Mitra, mitraísmo: o sacrifício do touro

Marília Teresa Bandeira de melo

O nome de Mitra (Sol) acha-se nos livros sagrados dos vedas e dos persas, possuindo uma origem comum, apesar de tais livros pertencerem a dois sistemas teológicos diferentes.
Deus de origem indo-iraniana, era visto por ambas as religiões como o deus da luz invocado junto com o céu. Os vedas chamavam-no Varuna e os persas, de Ahura-Mazda (divindade suprema). Desempenha papel importante em ambas as civilizações. Nos escritos sagrados dos vedas figura o nome de Mitra significando "tratado". No Avesta dos persas, uma ode lhe é consagrada.

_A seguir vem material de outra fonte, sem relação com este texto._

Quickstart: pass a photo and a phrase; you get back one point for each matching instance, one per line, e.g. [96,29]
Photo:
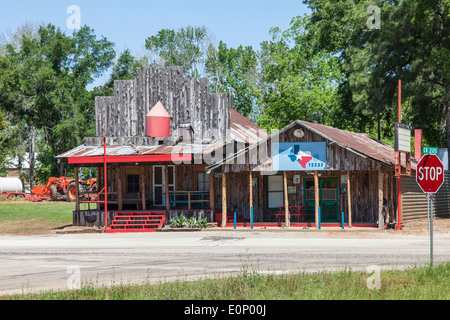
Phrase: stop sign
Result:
[430,173]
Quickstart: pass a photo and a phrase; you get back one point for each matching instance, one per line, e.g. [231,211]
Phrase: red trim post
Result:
[106,184]
[399,178]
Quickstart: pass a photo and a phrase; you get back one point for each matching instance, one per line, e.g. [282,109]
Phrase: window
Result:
[275,191]
[159,192]
[202,181]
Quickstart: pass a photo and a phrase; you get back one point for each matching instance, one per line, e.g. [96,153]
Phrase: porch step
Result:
[141,221]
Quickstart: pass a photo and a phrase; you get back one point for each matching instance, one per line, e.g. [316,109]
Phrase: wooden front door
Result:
[328,199]
[159,184]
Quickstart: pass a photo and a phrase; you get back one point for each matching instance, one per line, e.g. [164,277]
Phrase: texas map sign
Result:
[299,156]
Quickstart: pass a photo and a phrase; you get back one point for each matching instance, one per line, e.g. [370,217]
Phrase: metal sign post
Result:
[431,230]
[430,177]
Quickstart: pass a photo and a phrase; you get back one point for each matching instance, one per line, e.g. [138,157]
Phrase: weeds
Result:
[183,222]
[422,283]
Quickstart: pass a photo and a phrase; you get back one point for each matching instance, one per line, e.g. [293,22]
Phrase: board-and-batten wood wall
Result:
[121,118]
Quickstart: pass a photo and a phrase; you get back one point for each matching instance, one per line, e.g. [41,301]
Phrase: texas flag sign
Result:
[299,156]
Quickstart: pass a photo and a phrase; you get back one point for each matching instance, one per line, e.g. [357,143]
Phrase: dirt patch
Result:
[34,226]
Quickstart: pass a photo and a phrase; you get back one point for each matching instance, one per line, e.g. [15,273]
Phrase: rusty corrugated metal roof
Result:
[92,151]
[359,143]
[244,130]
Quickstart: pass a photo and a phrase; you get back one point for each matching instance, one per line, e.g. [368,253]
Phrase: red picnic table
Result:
[299,211]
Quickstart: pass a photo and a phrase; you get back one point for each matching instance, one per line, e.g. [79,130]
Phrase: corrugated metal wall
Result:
[414,200]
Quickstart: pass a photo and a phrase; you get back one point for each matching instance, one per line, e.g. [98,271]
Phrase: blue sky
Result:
[129,23]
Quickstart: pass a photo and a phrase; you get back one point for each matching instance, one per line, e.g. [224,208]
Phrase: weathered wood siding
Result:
[122,117]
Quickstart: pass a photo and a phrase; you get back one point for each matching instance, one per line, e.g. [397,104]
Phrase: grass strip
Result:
[415,283]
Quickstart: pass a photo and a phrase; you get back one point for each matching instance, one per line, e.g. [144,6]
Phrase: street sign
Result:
[430,173]
[430,150]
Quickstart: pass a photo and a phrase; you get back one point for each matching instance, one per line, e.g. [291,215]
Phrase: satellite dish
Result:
[299,133]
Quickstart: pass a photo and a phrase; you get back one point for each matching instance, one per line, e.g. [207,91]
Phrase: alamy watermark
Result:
[74,279]
[374,280]
[73,22]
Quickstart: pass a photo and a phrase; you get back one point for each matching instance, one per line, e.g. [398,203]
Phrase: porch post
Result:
[317,199]
[99,184]
[211,191]
[119,187]
[380,199]
[77,191]
[349,200]
[286,202]
[250,188]
[143,188]
[224,199]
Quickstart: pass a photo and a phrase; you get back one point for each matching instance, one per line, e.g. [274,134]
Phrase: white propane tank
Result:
[10,185]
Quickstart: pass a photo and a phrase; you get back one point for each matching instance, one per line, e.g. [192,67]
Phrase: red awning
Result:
[125,159]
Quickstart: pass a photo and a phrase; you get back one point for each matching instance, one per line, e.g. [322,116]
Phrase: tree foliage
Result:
[411,44]
[185,47]
[234,70]
[298,82]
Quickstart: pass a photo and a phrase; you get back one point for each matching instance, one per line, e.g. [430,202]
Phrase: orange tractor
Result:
[63,188]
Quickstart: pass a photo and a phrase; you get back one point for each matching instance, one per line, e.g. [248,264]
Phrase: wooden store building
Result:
[167,147]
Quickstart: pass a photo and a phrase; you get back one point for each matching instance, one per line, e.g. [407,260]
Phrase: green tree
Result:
[185,47]
[235,70]
[411,44]
[43,82]
[124,69]
[298,82]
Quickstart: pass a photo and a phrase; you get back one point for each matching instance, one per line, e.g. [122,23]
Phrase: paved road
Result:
[59,261]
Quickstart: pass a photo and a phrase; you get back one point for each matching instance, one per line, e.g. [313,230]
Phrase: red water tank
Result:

Mitra é o gênio da luz celestial. Ele aparece antes do nascer do Sol nos picos rochosos das montanhas, diz o Avesta. Durante o dia, atravessa o grande firmamento em sua carruagem puxada por quatro cavalos brancos. Quando cai a noite, ele ainda ilumina com laivos de claridade a superfície da Terra, "sempre acordado", "sempre atento". Não é Sol, não é Lua, não é estrela, mas, com "suas cem orelhas" e "seus cem olhos", observa constantemente o mundo. Mitra tudo ouve, tudo vê, tudo sabe: nada pode enganá-lo. Na ética, tornou-se o deus da verdade e integridade; invocado em cerimônias solenes, presidia a assinatura de contratos e punia perjuradores. É a luz que dissipa as trevas, restaura a felicidade e a vida na terra; o calor que o acompanha fecunda a natureza. Mitra é o "senhor das grandes pastagens", aquele que as torna férteis. Ele propicia não somente bênçãos materiais, como vantagens espirituais. Gênio que traz paz de consciência, sabedoria e honra junto à prosperidade, produzindo harmonia para reinar entre seus devotos.
No período do pré-zoroastrismo, Mitra, associado com o Supremo Ahura-Mazda, era um deus de primeira magnitude. Seu valor militar, sem rival. Possuía força e, ao mesmo tempo, conhecimento, pois, em essência, era luz. Dele a vitória podia ser esperada, assim como a sabedoria, embora sua ira com trapaças e crimes fosse implacável. Era o intermediário, pois, por sua perfeição e força, podia chegar a Deus e aos homens por uma vida de virtudes e provas humanas em sua existência terrena.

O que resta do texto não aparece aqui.